II. Whether the Amended Complaint Contains Duplicative Claims
Defendant next argues that Plaintiff's Illinois Sales Representative Act claim in Count III should be dismissed because it is duplicative of Plaintiff's breach of contract claims in Counts I and II. The SRA creates a civil cause of action when a party to a contract fails to comply with either (1) the terms of the contract concerning timely payment of commissions due upon termination of the contract; or (2) § 2 of the Act, which requires outstanding commissions be paid within thirteen days of contract termination, notwithstanding any contrary contractual provisions. 820 ILCS 120/23. Count III of the Amended Complaint alleges violations of the SRA because Defendant failed to pay to Plaintiff “all commissions to which it was entitled for the sale of Defendant's products when due.” R. 29 ¶ 34.
A. Legal Standard
Federal Rule of Civil Procedure 8(d) permits plaintiffs to list all alternative claims that they have, regardless of consistency, but “requires the pleader to use a formulation from which it can be reasonably inferred that the pleader is indeed pleading in the alternative.” Barrow v. Blouin, 38 F.Supp.3d 916, 920 (N.D. Ill. 2014) (citing Armstrong Tire Corp. v. Walgreen Co., 631 F.3d 436, 448 (7th Cir. 2011)). Claims must be dismissed as duplicative, as opposed to alternative, if the “parties, facts, and requested relief do not significantly differ.” Reid v. Unilever U.S., Inc., 964 F.Supp.2d 893, 919 (N.D. Ill. 2013).
B. Analysis
Plaintiff's SRA claim is neither alternative to nor duplicative of the breach of contract claims, but rather is a separate form of relief. It is true that the SRA claim is predicated on the same facts as the breach of contract claims, and that Plaintiff did not plead Count III as an alternative count. And in fact, a violation of the SRA can be proved by showing a party breached a sales contract's provisions regarding payment of commissions after contract termination. 820 ILCS 120/3. Courts applying Illinois law, however, permit SRA claims and breach of contract claims to be brought together. See, e.g., B. Milborn & Assocs. v. Trident Press Int'l, Inc., No. 03-C-50002, 2004 WL 2538292 (N.D. Ill. Nov. 8, 2004); Maher & Assocs., Inc. v. Quality Cabinets, 267 Ill.App.3d 69, 640 N.E.2d 1000 (1994).
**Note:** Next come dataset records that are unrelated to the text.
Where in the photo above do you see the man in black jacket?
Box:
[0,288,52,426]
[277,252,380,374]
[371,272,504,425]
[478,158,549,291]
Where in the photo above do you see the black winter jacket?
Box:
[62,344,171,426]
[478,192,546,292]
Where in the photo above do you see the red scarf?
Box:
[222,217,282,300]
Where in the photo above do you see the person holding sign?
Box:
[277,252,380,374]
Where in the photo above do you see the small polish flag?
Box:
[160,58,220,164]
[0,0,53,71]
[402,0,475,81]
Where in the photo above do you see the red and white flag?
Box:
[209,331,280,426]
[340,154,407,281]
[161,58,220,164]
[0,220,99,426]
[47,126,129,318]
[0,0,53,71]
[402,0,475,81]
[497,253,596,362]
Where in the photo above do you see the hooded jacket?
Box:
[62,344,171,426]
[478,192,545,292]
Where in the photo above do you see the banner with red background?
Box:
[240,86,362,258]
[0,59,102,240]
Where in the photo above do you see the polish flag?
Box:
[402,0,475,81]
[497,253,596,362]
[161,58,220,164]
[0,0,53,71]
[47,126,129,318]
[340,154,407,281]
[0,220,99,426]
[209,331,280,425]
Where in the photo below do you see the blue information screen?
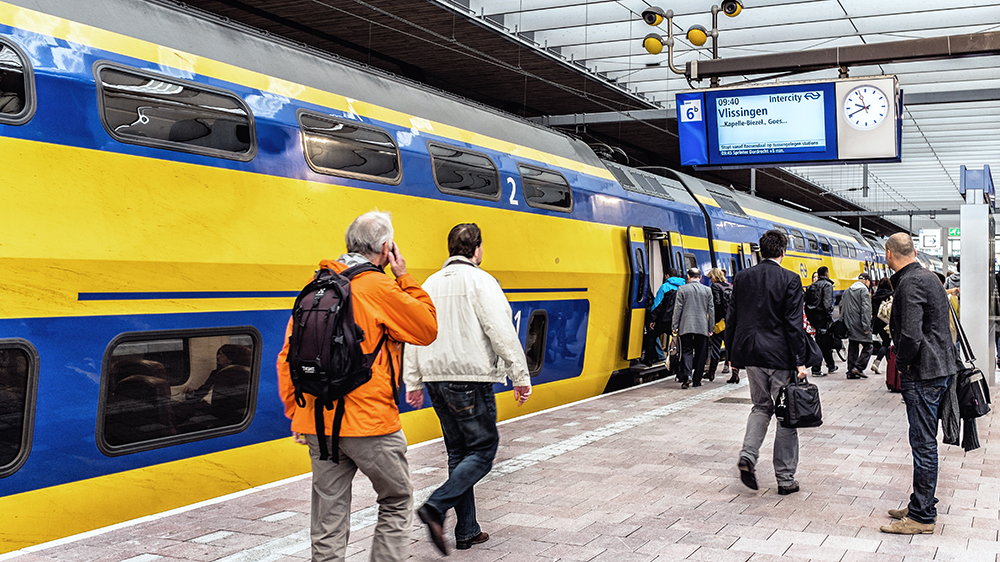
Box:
[677,83,837,166]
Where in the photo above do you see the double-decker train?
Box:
[0,0,928,553]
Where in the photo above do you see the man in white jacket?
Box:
[403,224,531,555]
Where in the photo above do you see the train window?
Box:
[517,164,573,212]
[95,63,257,161]
[806,232,819,252]
[708,189,747,217]
[0,339,38,478]
[819,236,830,254]
[681,254,698,272]
[788,228,806,250]
[427,143,500,201]
[97,326,261,456]
[299,112,403,184]
[524,310,549,377]
[0,39,35,125]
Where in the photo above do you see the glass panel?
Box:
[299,114,402,183]
[524,310,549,377]
[427,144,500,201]
[806,232,819,252]
[102,332,259,448]
[99,67,254,160]
[517,164,573,211]
[0,348,34,476]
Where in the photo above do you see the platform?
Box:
[0,356,1000,562]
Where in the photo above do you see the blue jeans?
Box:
[425,382,500,540]
[902,375,951,523]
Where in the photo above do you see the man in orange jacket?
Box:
[278,211,437,562]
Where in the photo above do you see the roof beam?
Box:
[685,31,1000,80]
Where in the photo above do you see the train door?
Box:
[622,226,649,360]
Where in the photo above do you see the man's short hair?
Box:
[885,232,913,256]
[344,211,394,256]
[760,230,788,260]
[448,222,483,259]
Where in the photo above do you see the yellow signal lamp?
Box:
[687,25,708,47]
[642,6,666,25]
[642,33,663,55]
[722,0,743,18]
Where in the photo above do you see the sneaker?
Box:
[879,517,934,535]
[455,532,490,550]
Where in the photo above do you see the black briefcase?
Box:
[774,374,823,429]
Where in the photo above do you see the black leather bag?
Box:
[948,303,990,420]
[774,374,823,429]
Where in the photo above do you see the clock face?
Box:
[843,86,889,131]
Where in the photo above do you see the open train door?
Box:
[622,226,649,360]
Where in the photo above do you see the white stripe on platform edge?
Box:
[0,378,748,562]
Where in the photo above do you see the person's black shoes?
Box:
[778,480,799,496]
[455,531,490,550]
[417,504,448,556]
[736,457,758,490]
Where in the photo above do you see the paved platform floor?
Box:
[0,356,1000,562]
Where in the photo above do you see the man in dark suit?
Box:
[726,230,808,495]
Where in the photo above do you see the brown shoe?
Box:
[889,507,910,519]
[881,517,934,535]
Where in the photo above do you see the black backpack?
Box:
[288,263,396,463]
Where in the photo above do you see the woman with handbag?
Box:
[871,277,892,375]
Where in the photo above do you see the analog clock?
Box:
[843,86,889,131]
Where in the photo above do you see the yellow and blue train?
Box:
[0,0,920,553]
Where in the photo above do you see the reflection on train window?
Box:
[97,65,257,161]
[0,339,38,478]
[524,310,549,377]
[97,326,260,455]
[806,232,819,252]
[0,40,35,125]
[299,113,403,184]
[635,248,649,303]
[819,236,830,254]
[788,228,806,250]
[517,164,573,212]
[680,254,698,277]
[427,143,500,201]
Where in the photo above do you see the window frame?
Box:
[427,141,503,202]
[295,109,403,185]
[94,326,263,457]
[0,338,39,478]
[524,308,549,378]
[0,37,38,125]
[93,60,257,162]
[516,162,576,213]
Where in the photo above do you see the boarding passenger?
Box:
[671,267,715,388]
[726,230,809,495]
[707,267,740,383]
[805,265,837,377]
[871,277,892,375]
[278,211,437,562]
[840,272,872,379]
[881,232,958,535]
[403,223,531,555]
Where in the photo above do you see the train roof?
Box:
[7,0,603,170]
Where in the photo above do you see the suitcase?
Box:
[885,345,903,392]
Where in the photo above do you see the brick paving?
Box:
[0,354,1000,562]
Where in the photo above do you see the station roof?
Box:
[174,0,1000,234]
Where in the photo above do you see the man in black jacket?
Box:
[726,230,808,495]
[806,265,843,377]
[882,232,957,535]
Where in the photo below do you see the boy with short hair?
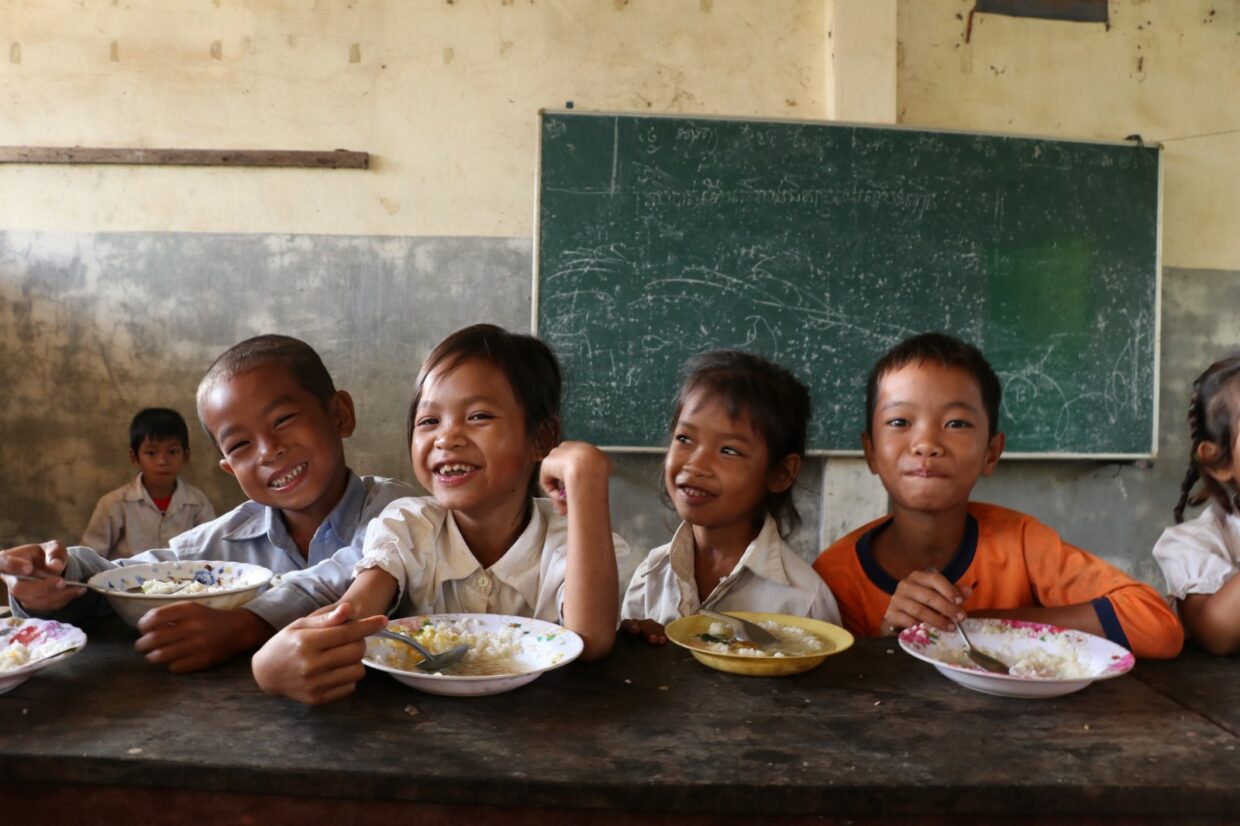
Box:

Plaintiff's SRA claim is not duplicative for additional reasons. First, Plaintiff's breach of contract claims allege breaches beyond those provisions governed by the SRA, like wrongful termination. Additionally, the SRA provides a second, extracontractual avenue of relief-violation of Section 2 of the Act. Id. § 120/2; see also Kelly v. McGraw-Hill Cos., 885 F.Supp.2d 885, 893-94 (N.D. Ill. 2012) (holding that SRA claim was not necessarily proved by a breach of a sales contract). Plaintiff's SRA claim also seeks different statutory remedies, including treble damages and attorneys' fees and costs, which are not available in a garden variety breach of contract action. B. Milborn & Assocs., 2004 WL 2538292, at *2 (discussion of treble damages under SRA in addition to contractual damages); see also Installco Inc. v. Whiting Corp., 336 Ill.App.3d 776, 786, 784 N.E.2d 312, 321 (2002) (discussion of attorneys' fees under the SRA in addition to remedies for breach of contract). Because there are alternative avenues of relief through the SRA, and because the remedies sought in Count III differ from those sought in Counts I and II, defendant's motion to dismiss due to duplicative claims is denied. Cf. Reid v. Unilever U.S., Inc., 964 F.Supp.2d 893, 919 (N.D. Ill. 2013) (dismissing a claim as duplicative where the plaintiffs “allege[d] identical facts and request[ed] the same remedy.”).
Conclusion
For the reasons set forth above, Defendant's motion to dismiss is denied in full.